Slashdot Mirror


Research Shows RISC vs. CISC Doesn't Matter

fsterman writes The power advantages brought by the RISC instruction sets used in Power and ARM chips is often pitted against the X86's efficiencies of scale. It's difficult to assess how much the difference between instruction sets matter because teasing out the theoretical efficiency of an ISA from the proficiency of a chip's design team, technical expertise of its manufacturer, and support for architecture-specific optimizations in compilers is nearly impossible . However, new research examining the performance of a variety of ARM, MIPS, and X86 processors gives weight to Intel's conclusion: the benefits of a given ISA to the power envelope of a chip are minute.
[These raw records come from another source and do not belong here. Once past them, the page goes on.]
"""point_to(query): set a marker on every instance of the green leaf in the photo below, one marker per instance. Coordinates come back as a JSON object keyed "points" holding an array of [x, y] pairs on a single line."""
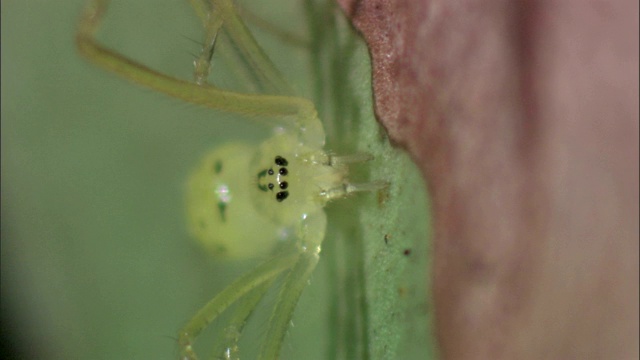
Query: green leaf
{"points": [[96, 262]]}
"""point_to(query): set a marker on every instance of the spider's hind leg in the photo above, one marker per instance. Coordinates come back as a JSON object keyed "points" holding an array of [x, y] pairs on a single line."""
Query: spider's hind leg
{"points": [[347, 188]]}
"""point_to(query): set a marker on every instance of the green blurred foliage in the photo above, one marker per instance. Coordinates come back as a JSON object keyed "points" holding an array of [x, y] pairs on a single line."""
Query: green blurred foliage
{"points": [[96, 262]]}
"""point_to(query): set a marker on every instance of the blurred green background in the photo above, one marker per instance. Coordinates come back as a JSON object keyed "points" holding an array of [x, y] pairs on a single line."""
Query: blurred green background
{"points": [[96, 262]]}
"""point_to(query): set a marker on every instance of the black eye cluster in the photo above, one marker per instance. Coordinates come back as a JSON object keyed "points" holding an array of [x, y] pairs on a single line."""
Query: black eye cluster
{"points": [[281, 184]]}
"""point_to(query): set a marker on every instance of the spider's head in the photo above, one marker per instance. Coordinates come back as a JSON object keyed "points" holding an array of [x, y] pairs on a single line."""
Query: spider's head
{"points": [[273, 180]]}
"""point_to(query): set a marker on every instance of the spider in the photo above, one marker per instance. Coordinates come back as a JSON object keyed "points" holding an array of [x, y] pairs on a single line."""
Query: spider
{"points": [[246, 200]]}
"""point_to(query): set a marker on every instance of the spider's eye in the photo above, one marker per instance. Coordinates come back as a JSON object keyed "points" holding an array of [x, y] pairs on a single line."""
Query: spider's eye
{"points": [[282, 195], [280, 161], [217, 167]]}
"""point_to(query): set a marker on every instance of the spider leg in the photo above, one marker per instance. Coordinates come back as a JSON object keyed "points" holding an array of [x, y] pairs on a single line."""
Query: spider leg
{"points": [[293, 114], [311, 234], [348, 188], [264, 273], [226, 346]]}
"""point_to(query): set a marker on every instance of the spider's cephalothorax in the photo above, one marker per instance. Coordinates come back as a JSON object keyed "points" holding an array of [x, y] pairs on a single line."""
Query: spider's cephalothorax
{"points": [[275, 179]]}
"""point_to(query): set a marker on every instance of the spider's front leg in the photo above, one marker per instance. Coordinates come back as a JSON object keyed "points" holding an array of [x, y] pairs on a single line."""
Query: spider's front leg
{"points": [[253, 280], [310, 233]]}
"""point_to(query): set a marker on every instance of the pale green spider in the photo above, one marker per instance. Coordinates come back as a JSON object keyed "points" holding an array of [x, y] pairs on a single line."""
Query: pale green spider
{"points": [[245, 201]]}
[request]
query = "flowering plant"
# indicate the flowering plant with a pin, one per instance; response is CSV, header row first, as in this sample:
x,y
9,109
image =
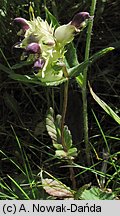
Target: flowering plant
x,y
45,45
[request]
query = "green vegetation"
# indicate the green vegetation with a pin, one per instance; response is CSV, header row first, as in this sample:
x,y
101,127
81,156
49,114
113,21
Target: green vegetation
x,y
59,110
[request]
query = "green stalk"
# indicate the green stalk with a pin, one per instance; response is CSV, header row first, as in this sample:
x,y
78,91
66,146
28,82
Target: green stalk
x,y
65,100
84,86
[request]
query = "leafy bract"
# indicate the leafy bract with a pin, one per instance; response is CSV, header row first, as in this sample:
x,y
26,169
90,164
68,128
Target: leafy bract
x,y
53,125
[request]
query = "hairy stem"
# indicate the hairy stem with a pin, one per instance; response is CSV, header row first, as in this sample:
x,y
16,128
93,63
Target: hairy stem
x,y
65,100
84,87
64,113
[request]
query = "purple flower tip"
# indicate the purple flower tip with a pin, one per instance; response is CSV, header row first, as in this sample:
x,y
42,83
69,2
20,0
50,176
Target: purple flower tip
x,y
39,63
79,18
22,22
33,48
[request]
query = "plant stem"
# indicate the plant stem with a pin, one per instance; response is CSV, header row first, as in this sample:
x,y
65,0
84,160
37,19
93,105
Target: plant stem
x,y
84,86
65,99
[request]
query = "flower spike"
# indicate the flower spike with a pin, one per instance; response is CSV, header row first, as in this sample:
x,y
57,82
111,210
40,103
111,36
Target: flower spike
x,y
39,63
79,19
22,22
33,48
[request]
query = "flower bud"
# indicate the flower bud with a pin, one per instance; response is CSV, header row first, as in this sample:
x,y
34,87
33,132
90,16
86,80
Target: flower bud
x,y
65,34
79,19
22,22
39,63
33,48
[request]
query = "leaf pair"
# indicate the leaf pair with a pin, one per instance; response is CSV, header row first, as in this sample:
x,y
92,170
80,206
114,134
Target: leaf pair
x,y
53,126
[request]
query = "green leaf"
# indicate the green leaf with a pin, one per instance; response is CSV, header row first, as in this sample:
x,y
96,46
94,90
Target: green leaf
x,y
58,146
12,104
76,70
79,80
60,153
81,190
67,138
50,18
101,53
34,80
72,152
96,194
106,108
5,69
21,64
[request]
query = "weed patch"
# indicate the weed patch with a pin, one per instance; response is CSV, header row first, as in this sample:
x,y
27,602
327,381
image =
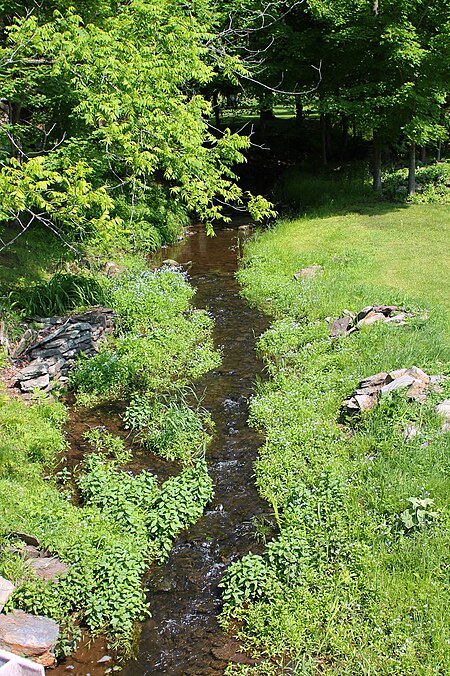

16 of 161 comments (clear)

  1. isn't x86 RISC by now? by alen · · Score: 5, Informative

    i've read the legacy x86 instructions were virtualized in the CPU a long time ago and modern intel processors are effectively RISC that translate to x86 in the CPU

    1. Re:isn't x86 RISC by now? by Z80a · · Score: 3, Interesting

      As far i'm aware since the pentium pro line, the intel CPUs are RISCs with translation layers and AMD been on this boat since the original athlon.

    2. Re:isn't x86 RISC by now? by drinkypoo · · Score: 4, Interesting

      That is correct. Every time this comes up I like to spark a debate over what I perceive as the uselessness of referring to an "instruction set architecture" because that is a bullshit, meaningless term and has been ever since we started making CPUs whose external instructions are decomposed into RISC micro-ops. You could switch out the decoder, leave the internal core completely unchanged, and have a CPU which speaks a different instruction set. It is not an instruction set architecture. That's why the architectures themselves have names. For example, K5 and up can all run x86 code, but none of them actually have logic for each x86 instruction. All of them are internally RISCy. Are they x86-compatible? Obviously. Are they internally x86? No, nothing is any more.

      --
      "You're right," Fisheye says. "I should have set it on 'whip' or 'chop.'"
    3. Re:isn't x86 RISC by now? by Anonymous Coward · · Score: 4, Insightful

      Yes. As noted by the study (That by the way isn't very good.) "When every transistor counts, then every instruction, clock cycle, memory access, and cache level must be carefully budgeted, and the simple design tenets of RISC become advantageous once again."
      Essentially meaning that "If you want as few transistors as possible it doesn't help to have the CISC to RISC translation layer in x86"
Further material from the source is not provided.